Adaptation and Loss and Damage
The Adaptation project was created to investigate values, practices, and synergies at the nexus of adaptation and loss and damage. It aims to ensure sustainable development by meeting communities where they are and supporting them on the ground. The group serves as a dedicated space for diverse stakeholders: researchers, policymakers, UNFCCC negotiators, scientists, NGOs, funders, and affected communities, to collaborate on solutions, align strategies, and raise finance across the full spectrum from adaptation to loss and damage.
Research is central to our work, we aim to identify hard and soft limits to adaptation, document community-led practices, and translate evidence into actionable knowledge. Through active policy tracking at UNFCCC events (COPs, SB sessions, and Adaptation Committee meetings), we monitor how loss and damage indicators emerge.

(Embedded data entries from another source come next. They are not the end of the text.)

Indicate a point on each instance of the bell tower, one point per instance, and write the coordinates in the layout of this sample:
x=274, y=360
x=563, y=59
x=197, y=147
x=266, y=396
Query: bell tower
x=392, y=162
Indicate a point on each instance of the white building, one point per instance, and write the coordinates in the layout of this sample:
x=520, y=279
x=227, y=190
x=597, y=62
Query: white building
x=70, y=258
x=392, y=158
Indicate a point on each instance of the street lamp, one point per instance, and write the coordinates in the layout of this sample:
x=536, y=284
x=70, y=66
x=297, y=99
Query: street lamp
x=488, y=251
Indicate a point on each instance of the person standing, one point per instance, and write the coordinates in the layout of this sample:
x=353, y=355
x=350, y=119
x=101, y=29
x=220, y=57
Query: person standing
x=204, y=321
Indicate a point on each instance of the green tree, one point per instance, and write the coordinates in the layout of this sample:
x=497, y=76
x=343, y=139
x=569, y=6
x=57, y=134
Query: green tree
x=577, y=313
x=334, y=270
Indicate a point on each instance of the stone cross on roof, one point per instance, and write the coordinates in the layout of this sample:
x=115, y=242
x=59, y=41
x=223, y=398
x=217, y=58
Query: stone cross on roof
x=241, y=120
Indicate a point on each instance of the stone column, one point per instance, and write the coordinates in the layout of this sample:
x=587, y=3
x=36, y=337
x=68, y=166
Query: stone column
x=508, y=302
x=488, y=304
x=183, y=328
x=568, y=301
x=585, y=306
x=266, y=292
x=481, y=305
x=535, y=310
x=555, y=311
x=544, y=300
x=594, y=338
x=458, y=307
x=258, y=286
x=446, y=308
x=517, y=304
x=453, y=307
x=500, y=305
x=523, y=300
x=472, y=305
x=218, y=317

By fostering strategic alignment among all stakeholders, we aim to build a new narrative: adaptation and loss and damage are complementary, not competing, agendas.
To find out more about the working group please contact: malek@lossanddamagecollaboration.org
Team Members

MALEK ROMDHANE
Malek Romdhane is a climate policy expert, researcher, and UNFCCC youth negotiator on climate adaptation, a Loss and Damage Fellow of the New Generation Program, a graduate of the UN Geneva Graduate Study Programme on SDGs and Agenda 2030, and currently leads the Adaptation Project within the Loss and Damage Collaboration.
Her research within the Adaptation project investigates the hard and soft limits of adaptation, community-led practices, and the scientific and policy evidence gaps at the intersection of adaptation and loss and damage, with a commitment to translating empirical findings into actionable knowledge for vulnerable communities and ensuring finance for loss and damage projects, driving impact on the ground for affected communities while shaping international policy through active tracking of UNFCCC negotiations and cross‑sectoral alignment between adaptation and loss and damage agendas.